Despite the widespread view on Japan’s legal responsibility, some observers also argue that stipulating “government-level” accountability will be more legitimate and realistic given past agreements.

Among other challenges is how to ensure that no Japanese officials will negate or water down the ultimate resolution as they had often done at the parliament or news conferences.

When the Sasae formula was being discussed, Korea called for a guarantee that Japanese officials or politicians would not publicly disavow the deal, according to diplomats who were involved in the process. But Japan could not deliver a promise and the negotiations fell apart.

Similarly, Tokyo may demand an agreement that any new deal would be the last and resolve the sex slavery dispute once and for all, which would likely complicate Seoul’s efforts to convince and assuage the victims, their families and civic groups supporting them.

Japan could also push to put an end to other longstanding rows, such as those over Korean atomic bomb victims and Sakhalin Koreans who were forced into hard labor during the Sino-Japanese War, which Seoul says were not settled through the 1965 accord.

Hopes are growing for a thaw in the relationship in recent weeks as Seoul appears to be sending out reconciliatory signals. Early this month, Korea organized the first trilateral deputy-minister-level dialogue with Japan and China since November, and Foreign Minister Yun Byung-se met with Japanese Ambassador Koro Bessho for their first one-on-one talks since he took office last year.

Some observers say that despite pervasive perceptions over a hard-line Abe, he could exert political power and make concessions, citing Prospects dim for end to sex slavery feud

Japan’s tradition of pragmatism and his desire for a summit with President Park Geun-hye.

But another Seoul official offered a bleak outlook, saying the comfort women issue “doesn’t look like an area of flexibility for Abe. It is more about principles and belief than pragmatism.”
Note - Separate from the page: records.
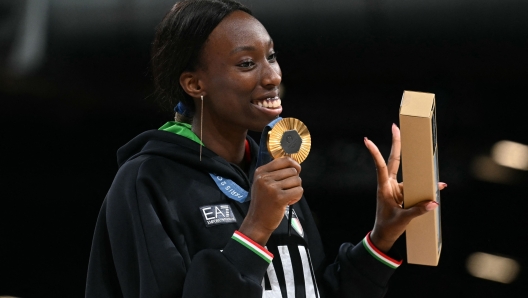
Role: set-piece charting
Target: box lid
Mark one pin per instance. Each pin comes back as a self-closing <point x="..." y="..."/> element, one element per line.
<point x="418" y="104"/>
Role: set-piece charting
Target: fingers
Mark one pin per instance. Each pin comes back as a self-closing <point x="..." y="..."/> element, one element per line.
<point x="381" y="166"/>
<point x="279" y="164"/>
<point x="395" y="155"/>
<point x="419" y="209"/>
<point x="294" y="194"/>
<point x="290" y="182"/>
<point x="441" y="186"/>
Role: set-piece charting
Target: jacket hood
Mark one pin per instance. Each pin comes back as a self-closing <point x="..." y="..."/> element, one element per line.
<point x="185" y="151"/>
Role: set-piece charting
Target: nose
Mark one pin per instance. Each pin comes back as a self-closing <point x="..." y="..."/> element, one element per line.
<point x="271" y="75"/>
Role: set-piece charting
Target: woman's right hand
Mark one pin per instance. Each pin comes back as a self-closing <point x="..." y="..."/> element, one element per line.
<point x="275" y="186"/>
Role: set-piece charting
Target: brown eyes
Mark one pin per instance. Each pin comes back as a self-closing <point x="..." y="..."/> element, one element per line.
<point x="248" y="64"/>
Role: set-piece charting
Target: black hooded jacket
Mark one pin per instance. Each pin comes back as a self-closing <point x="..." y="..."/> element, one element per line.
<point x="165" y="230"/>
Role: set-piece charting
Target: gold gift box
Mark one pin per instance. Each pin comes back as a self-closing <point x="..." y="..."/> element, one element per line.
<point x="420" y="175"/>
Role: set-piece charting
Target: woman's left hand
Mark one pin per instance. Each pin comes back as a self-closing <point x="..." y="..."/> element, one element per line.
<point x="391" y="218"/>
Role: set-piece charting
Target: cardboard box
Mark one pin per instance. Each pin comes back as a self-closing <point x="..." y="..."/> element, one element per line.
<point x="420" y="175"/>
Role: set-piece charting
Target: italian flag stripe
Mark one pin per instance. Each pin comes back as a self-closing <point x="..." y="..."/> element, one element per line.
<point x="380" y="256"/>
<point x="253" y="246"/>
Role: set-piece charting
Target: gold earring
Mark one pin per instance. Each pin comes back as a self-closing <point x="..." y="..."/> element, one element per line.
<point x="201" y="125"/>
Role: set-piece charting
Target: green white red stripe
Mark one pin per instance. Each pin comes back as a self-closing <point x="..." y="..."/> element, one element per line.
<point x="253" y="246"/>
<point x="380" y="256"/>
<point x="296" y="224"/>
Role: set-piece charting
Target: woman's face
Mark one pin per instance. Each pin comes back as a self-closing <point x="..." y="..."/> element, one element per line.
<point x="240" y="74"/>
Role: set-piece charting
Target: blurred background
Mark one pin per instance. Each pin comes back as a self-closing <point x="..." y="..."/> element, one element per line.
<point x="75" y="85"/>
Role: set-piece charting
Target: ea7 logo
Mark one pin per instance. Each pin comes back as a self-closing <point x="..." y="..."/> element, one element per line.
<point x="217" y="214"/>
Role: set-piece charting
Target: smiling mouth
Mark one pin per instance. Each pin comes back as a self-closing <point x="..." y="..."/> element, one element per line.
<point x="270" y="102"/>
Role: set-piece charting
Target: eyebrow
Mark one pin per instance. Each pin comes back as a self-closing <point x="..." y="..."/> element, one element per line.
<point x="246" y="48"/>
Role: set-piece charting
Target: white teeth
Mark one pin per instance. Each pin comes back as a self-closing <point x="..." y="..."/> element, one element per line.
<point x="270" y="102"/>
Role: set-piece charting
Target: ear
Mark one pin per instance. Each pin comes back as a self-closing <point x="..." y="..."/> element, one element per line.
<point x="191" y="84"/>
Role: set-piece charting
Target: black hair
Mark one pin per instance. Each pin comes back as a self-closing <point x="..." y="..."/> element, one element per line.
<point x="179" y="42"/>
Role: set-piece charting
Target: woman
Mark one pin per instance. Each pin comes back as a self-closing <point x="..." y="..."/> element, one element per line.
<point x="182" y="219"/>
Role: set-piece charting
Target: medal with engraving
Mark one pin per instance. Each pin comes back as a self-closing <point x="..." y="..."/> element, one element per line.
<point x="289" y="137"/>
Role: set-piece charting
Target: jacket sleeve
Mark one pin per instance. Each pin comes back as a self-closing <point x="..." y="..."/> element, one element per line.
<point x="137" y="253"/>
<point x="360" y="271"/>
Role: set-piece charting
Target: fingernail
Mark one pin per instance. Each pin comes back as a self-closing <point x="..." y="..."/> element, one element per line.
<point x="431" y="206"/>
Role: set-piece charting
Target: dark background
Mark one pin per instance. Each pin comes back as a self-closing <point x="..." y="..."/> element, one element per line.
<point x="345" y="65"/>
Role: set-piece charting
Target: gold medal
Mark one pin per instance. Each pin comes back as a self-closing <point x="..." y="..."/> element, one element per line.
<point x="289" y="137"/>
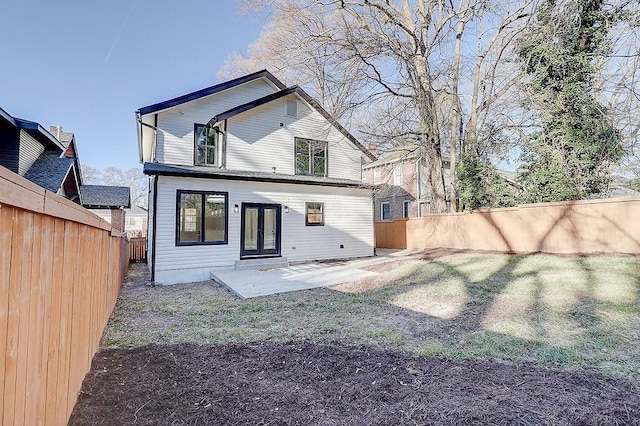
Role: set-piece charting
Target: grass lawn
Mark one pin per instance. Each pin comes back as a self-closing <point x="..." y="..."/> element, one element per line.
<point x="550" y="311"/>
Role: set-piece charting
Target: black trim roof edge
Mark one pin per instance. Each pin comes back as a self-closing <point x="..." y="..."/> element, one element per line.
<point x="304" y="95"/>
<point x="4" y="114"/>
<point x="253" y="104"/>
<point x="204" y="175"/>
<point x="210" y="91"/>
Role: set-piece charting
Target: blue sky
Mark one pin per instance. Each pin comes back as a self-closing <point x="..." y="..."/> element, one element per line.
<point x="88" y="65"/>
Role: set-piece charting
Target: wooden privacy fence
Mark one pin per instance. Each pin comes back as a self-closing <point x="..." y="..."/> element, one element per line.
<point x="60" y="273"/>
<point x="137" y="249"/>
<point x="590" y="226"/>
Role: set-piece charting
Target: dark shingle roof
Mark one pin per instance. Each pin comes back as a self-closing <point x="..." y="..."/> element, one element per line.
<point x="213" y="173"/>
<point x="105" y="197"/>
<point x="49" y="171"/>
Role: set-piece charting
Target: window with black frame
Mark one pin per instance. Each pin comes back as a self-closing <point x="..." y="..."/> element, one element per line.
<point x="314" y="215"/>
<point x="311" y="157"/>
<point x="201" y="217"/>
<point x="206" y="145"/>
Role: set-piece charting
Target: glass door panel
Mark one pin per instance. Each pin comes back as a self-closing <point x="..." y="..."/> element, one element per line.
<point x="260" y="230"/>
<point x="251" y="228"/>
<point x="270" y="229"/>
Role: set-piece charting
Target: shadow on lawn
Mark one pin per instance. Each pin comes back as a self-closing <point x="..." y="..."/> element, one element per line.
<point x="547" y="309"/>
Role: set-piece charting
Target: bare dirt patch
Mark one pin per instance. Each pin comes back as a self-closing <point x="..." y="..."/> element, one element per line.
<point x="337" y="384"/>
Another prime driving force is growing calls for Tokyo’s resolution in the international community. Vexed by unabated tension between its two top regional allies, the U.S. has been heaping pressure on the Abe administration, while the U.N. and other multinational agencies are stepping up criticism over its unrepentant attitude.

Seoul, for its part, faces pressure for legacy in foreign policy and practical needs for a thaw with Tokyo as the Park presidency is inching closer to the end of its second year.

“Diplomacy is all about compromise, but we will not make any unripe compromise on this one,” another senior Seoul official said on customary condition of anonymity.

“We are sticking to our position that Japan should make sincere efforts and formulate measures that are acceptable to the sex slavery victims from the standpoint that one who created the problem should solve it.”